00:31:01.000 Governor Tim Walz has my phone number.
00:31:03.000 I have called him and talked to him and said, listen, you let your city burn down in 2020.
00:31:08.000 Don't do it again.
00:31:09.000 President Trump wants to keep everybody safe.
00:31:11.000 We're enforcing federal law.
00:31:13.000 We're protecting every single American.
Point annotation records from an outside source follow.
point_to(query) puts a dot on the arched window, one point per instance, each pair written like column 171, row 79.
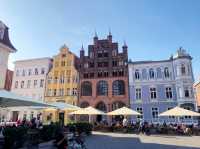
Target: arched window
column 166, row 72
column 84, row 105
column 118, row 87
column 183, row 71
column 102, row 88
column 86, row 89
column 137, row 74
column 151, row 73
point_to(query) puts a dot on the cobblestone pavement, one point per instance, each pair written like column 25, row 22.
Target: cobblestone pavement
column 131, row 141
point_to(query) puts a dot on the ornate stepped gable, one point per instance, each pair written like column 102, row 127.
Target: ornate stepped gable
column 4, row 37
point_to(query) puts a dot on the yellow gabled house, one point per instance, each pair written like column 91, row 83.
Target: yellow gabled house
column 62, row 83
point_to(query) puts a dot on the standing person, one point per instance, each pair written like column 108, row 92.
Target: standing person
column 61, row 142
column 125, row 122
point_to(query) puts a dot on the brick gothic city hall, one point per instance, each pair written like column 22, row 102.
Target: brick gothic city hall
column 103, row 75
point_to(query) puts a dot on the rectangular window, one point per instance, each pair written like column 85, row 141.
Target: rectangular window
column 114, row 53
column 22, row 84
column 121, row 63
column 23, row 73
column 42, row 83
column 171, row 117
column 154, row 112
column 138, row 94
column 42, row 71
column 35, row 83
column 16, row 84
column 63, row 63
column 100, row 54
column 55, row 80
column 54, row 92
column 49, row 92
column 61, row 92
column 29, row 84
column 139, row 110
column 153, row 93
column 114, row 63
column 187, row 92
column 36, row 71
column 74, row 91
column 17, row 73
column 168, row 91
column 68, row 91
column 29, row 72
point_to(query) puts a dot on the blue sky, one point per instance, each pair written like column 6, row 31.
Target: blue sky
column 153, row 29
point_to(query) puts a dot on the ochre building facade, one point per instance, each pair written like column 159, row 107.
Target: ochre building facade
column 104, row 75
column 62, row 80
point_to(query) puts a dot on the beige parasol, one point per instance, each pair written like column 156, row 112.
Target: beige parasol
column 177, row 111
column 88, row 111
column 123, row 111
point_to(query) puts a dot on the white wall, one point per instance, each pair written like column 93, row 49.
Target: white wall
column 4, row 54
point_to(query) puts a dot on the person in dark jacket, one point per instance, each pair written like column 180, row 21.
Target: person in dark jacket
column 61, row 141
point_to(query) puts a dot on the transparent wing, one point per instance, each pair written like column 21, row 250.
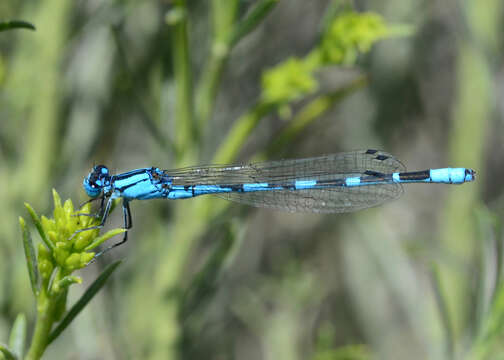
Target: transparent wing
column 325, row 167
column 285, row 172
column 334, row 200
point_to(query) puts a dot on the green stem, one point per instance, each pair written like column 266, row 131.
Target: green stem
column 182, row 76
column 45, row 319
column 240, row 131
column 224, row 15
column 309, row 113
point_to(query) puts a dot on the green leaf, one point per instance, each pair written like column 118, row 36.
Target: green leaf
column 7, row 353
column 38, row 225
column 31, row 259
column 17, row 337
column 253, row 19
column 101, row 239
column 15, row 24
column 83, row 301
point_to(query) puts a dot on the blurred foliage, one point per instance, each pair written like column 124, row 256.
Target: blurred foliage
column 172, row 84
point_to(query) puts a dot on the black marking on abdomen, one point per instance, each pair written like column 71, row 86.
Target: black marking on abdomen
column 237, row 188
column 374, row 173
column 330, row 182
column 122, row 188
column 415, row 175
column 289, row 187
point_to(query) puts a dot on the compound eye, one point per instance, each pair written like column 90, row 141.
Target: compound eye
column 101, row 170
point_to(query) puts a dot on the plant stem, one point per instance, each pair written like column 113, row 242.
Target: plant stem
column 224, row 15
column 45, row 319
column 183, row 79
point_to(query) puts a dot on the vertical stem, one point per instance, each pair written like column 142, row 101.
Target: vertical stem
column 472, row 113
column 44, row 322
column 224, row 16
column 183, row 79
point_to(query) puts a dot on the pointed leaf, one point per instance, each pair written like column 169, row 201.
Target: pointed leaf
column 18, row 336
column 7, row 353
column 31, row 259
column 15, row 24
column 83, row 301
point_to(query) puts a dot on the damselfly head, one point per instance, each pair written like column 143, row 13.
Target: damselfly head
column 470, row 175
column 96, row 180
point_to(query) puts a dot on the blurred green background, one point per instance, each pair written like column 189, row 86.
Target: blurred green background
column 134, row 84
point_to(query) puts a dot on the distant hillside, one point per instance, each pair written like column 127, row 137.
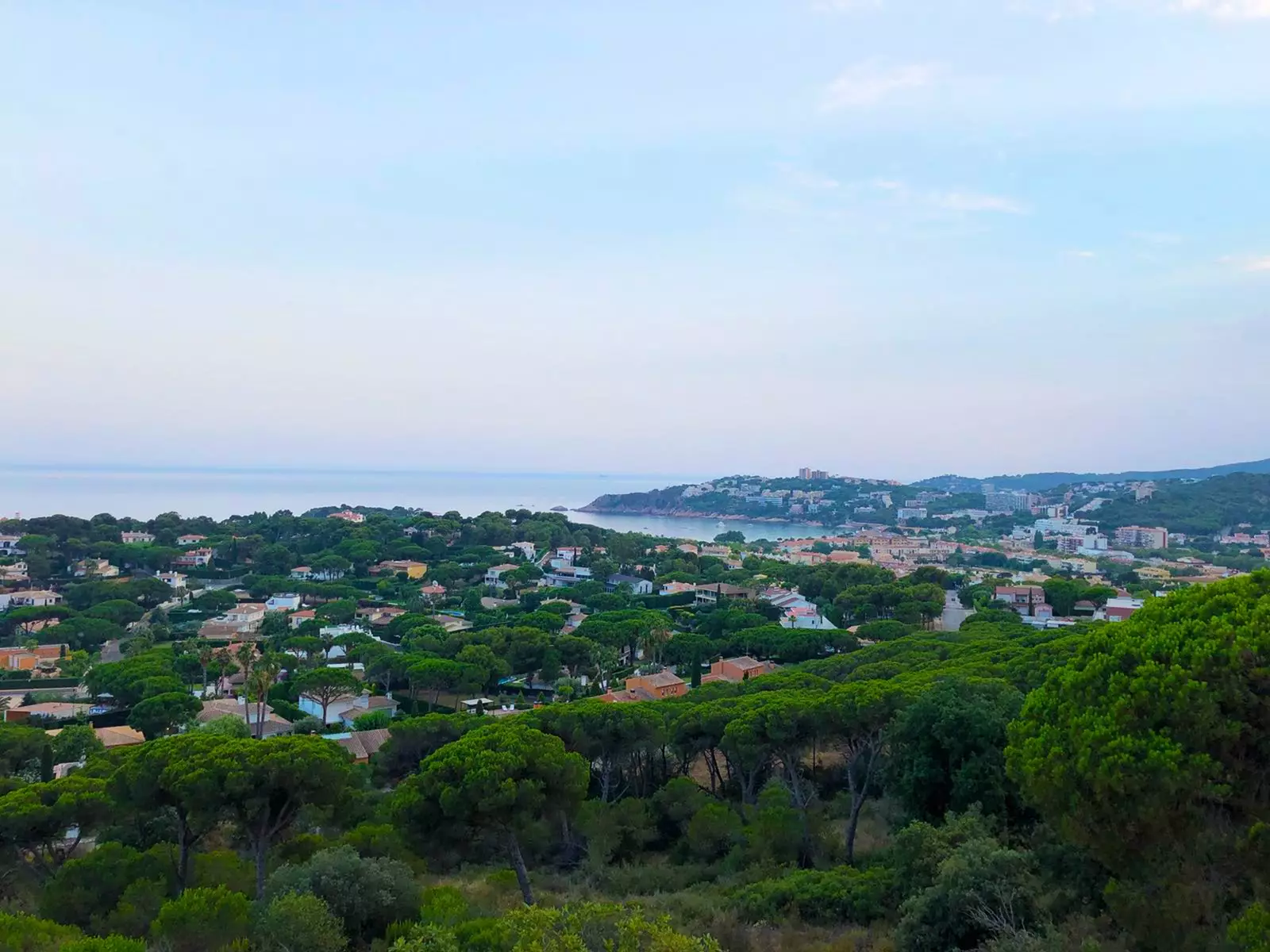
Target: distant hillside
column 1195, row 508
column 1041, row 482
column 658, row 501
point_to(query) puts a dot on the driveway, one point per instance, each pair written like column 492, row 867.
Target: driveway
column 952, row 612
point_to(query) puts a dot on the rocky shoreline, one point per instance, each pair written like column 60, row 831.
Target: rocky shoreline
column 686, row 514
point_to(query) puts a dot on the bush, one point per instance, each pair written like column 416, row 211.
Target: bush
column 615, row 831
column 844, row 895
column 226, row 727
column 375, row 720
column 25, row 933
column 75, row 743
column 713, row 831
column 298, row 922
column 111, row 943
column 884, row 630
column 366, row 894
column 305, row 724
column 981, row 885
column 202, row 920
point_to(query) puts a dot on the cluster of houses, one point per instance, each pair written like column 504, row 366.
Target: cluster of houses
column 1029, row 603
column 667, row 685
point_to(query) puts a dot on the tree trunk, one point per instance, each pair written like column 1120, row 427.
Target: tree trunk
column 522, row 875
column 260, row 850
column 182, row 854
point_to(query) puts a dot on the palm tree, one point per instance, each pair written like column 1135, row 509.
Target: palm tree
column 245, row 655
column 258, row 685
column 222, row 664
column 205, row 659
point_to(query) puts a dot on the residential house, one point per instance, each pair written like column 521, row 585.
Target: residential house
column 111, row 736
column 304, row 573
column 845, row 555
column 14, row 573
column 639, row 587
column 738, row 670
column 1117, row 609
column 241, row 621
column 495, row 573
column 36, row 598
column 808, row 558
column 349, row 708
column 1142, row 537
column 52, row 710
column 721, row 592
column 22, row 659
column 175, row 581
column 244, row 710
column 379, row 615
column 348, row 516
column 1022, row 598
column 361, row 744
column 676, row 588
column 567, row 575
column 413, row 570
column 95, row 568
column 432, row 592
column 194, row 558
column 649, row 687
column 804, row 617
column 289, row 602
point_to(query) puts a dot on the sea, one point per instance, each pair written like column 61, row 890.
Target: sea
column 220, row 493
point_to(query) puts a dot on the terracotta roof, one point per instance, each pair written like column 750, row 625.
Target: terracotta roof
column 114, row 736
column 364, row 744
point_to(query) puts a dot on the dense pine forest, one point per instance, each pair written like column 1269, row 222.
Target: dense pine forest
column 997, row 787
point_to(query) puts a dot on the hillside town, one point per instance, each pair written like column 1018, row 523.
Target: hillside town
column 361, row 639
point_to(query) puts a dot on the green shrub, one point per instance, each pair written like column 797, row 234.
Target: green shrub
column 25, row 933
column 842, row 895
column 713, row 831
column 202, row 920
column 298, row 922
column 366, row 894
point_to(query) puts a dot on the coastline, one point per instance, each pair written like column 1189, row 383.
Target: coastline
column 690, row 514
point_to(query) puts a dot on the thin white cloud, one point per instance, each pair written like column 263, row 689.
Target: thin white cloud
column 1227, row 10
column 873, row 80
column 978, row 202
column 954, row 201
column 1250, row 264
column 845, row 6
column 1157, row 238
column 806, row 178
column 1056, row 10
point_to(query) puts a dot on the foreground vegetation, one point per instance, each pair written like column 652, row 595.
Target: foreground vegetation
column 1000, row 787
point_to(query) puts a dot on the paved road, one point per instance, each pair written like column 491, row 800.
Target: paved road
column 952, row 612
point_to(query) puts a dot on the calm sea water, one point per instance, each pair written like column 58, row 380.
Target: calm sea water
column 144, row 494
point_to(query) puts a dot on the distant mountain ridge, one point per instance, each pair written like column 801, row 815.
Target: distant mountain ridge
column 1041, row 482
00:31:15.000 Work with us.
00:31:16.000 I want to remind you that Minneapolis itself, under the mayor's leadership and the governor's leadership, released almost 500 criminals out onto the streets rather than bring them to justice and turn them over to federal authorities.
00:31:27.000 They know they're releasing murderers and drug traffickers on the streets of Minneapolis.
00:31:32.000 We're out there making sure they don't harm American citizens, and we're getting attacked while we do it.
00:31:37.000 But we're going to continue to do our work and do what's right because it's what President Trump promised the American people.
00:31:43.000 Now, Noam was asked if the president of the United States would invoke the Insurrection Act.
00:31:47.000 She said, I don't know what he's going to do at this point.
00:31:50.000 Do you think that there needs to be an Insurrection Act invoked?
00:31:53.000 Oh, I think that the President has that opportunity in the future.
00:31:56.000 It's his constitutional right, and it's up to him if he wants to utilize it.
00:32:01.000 I don't know.
00:32:03.000 Would it lead to more deadly killings in Minnesota if the Insurrection Act is invoked?
00:32:07.000 If anything doesn't change with Governor Walls, I don't anticipate that the streets will get any safer.
00:32:16.000 Democrats in a variety of states are planning to introduce bills allowing residents to sue federal agents for violating their Fourth Amendment rights against unlawful search and seizure.
00:32:24.000 According to Fox News, New Jersey Democrats are trying to establish the state as a sanctuary state.
00:32:29.000 Governor Walls, for his part in Minnesota, put out a statement: quote, I'm making a direct appeal to the president.
00:32:33.000 Let's turn the temperature down, stop this campaign of retribution.
00:32:37.000 This is not who we are.
00:32:38.000 And an appeal to Minnesotans, I know this is scary.
00:32:40.000 We can, we must speak out loudly, urgently, but also peacefully.
00:32:43.000 We cannot fan the flames of chaos.
00:32:45.000 That's what he wants.
00:32:46.000 Noah Rothman has a good piece over at National Review, pointing out the game that Tim Walz is playing.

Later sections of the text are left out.